The Frenchman shrugged his shoulders.
"Ah!" he said. "As to that I do not know, but what does it matter?" He laughed good-humouredly. "I have no attraction such as monsieur with a charming ward in America. I am of the desolate, one of the forlorn of the earth in whom no one has more than a passing interest."
"Except Scotland Yard and the Préfecture," said the ex-captain of territorials with a grim smile. He rose suddenly from his chair and paced once or twice the length of the room. "Yes," he said decisively, "we'd be fools to do anything else. It will give Père Mouche a chance to work down his surplus stock, and the police to lose a little of their ardour. It's getting a bit hot. Scotland Yard is badly flicked on the raw. London is becoming unhealthy. Even Runnells here, whom I would never accuse of having any delicate sense of prescience, has been uneasy of late as though he felt the net drawing in."
"You're bloody well right!" said Runnells gruffly. "I don't know how, but it's true. Let the coppers nose a cold scent for a while, I says. I can do with a bit of America whenever you're ready!"

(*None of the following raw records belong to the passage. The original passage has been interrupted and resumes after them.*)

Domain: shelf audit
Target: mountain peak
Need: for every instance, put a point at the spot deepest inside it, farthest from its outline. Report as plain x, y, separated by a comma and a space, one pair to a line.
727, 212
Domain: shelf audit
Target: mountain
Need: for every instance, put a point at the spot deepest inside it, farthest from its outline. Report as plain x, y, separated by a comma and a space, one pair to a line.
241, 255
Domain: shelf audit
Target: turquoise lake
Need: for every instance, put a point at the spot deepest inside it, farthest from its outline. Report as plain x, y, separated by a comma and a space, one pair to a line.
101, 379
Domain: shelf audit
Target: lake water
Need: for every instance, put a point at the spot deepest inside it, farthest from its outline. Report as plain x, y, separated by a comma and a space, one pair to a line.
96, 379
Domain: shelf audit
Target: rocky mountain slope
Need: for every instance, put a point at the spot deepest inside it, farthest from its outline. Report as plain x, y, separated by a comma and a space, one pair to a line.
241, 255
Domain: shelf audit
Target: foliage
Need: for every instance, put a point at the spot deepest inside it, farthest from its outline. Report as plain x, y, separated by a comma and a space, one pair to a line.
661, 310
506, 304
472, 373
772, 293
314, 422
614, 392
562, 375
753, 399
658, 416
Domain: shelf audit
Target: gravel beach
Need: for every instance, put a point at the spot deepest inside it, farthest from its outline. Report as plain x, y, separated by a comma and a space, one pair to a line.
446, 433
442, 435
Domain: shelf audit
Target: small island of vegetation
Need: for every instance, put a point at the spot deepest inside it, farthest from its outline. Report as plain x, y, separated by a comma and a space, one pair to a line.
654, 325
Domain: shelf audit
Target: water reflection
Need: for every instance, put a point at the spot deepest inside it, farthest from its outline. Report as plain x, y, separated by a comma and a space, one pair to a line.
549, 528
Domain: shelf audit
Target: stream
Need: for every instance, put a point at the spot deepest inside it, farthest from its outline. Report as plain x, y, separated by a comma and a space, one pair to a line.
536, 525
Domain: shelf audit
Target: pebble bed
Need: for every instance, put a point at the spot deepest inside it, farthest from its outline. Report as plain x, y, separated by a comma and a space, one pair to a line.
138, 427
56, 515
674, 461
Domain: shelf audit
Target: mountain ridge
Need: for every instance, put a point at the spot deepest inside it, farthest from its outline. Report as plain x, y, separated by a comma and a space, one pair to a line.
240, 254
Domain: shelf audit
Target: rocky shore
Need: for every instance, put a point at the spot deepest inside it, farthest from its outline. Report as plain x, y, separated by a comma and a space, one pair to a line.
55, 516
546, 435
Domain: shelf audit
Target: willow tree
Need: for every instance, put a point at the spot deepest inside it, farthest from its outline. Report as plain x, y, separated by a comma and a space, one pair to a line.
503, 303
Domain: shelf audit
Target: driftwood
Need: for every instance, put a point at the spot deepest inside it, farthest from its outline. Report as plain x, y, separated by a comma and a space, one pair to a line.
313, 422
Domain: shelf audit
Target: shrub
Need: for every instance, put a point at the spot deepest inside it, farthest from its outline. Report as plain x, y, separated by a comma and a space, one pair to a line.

"Quite so!" said Captain Francis Newcombe. "It's in the air. Like Runnells, I do not know exactly where it comes from, but I know it's there."
"Monsieur," said the Frenchman, "I have often wondered about the fourth—stragglers, I think you called us that night—about the fourth straggler."
"You mean?" demanded Captain Francis Newcombe sharply.
"Nothing!" said the Frenchman. "One sometimes wonders, that is all. The thought flashed through my mind as you spoke. But it means nothing. How could it? More than three years have gone. Let us forget my remark." He flicked the ash from his cigarette. "Well, then, as I am the only one left to speak, I will say that I too agree. For six months we do not exist so far as business is concerned—after to-morrow night." He made a wry face, and laughed. "Well, it will be dull! I fear it will be dull, and one will become ennuyé, but it is wise. So! It is decided. And so there remains only to-morrow night. I was to be here this evening to discuss the details—and here I am. Shall we proceed to discuss them? I have made a promise to the little Père Mouche that when I return he shall eat a ragoût from a veritable gold plate, and that Scotland Yard—"
The doorbell interrupted the Frenchman's words.
Runnells left the room to answer the summons. He was back in a moment with a card on a silver tray, which he handed to the ex-captain of territorials.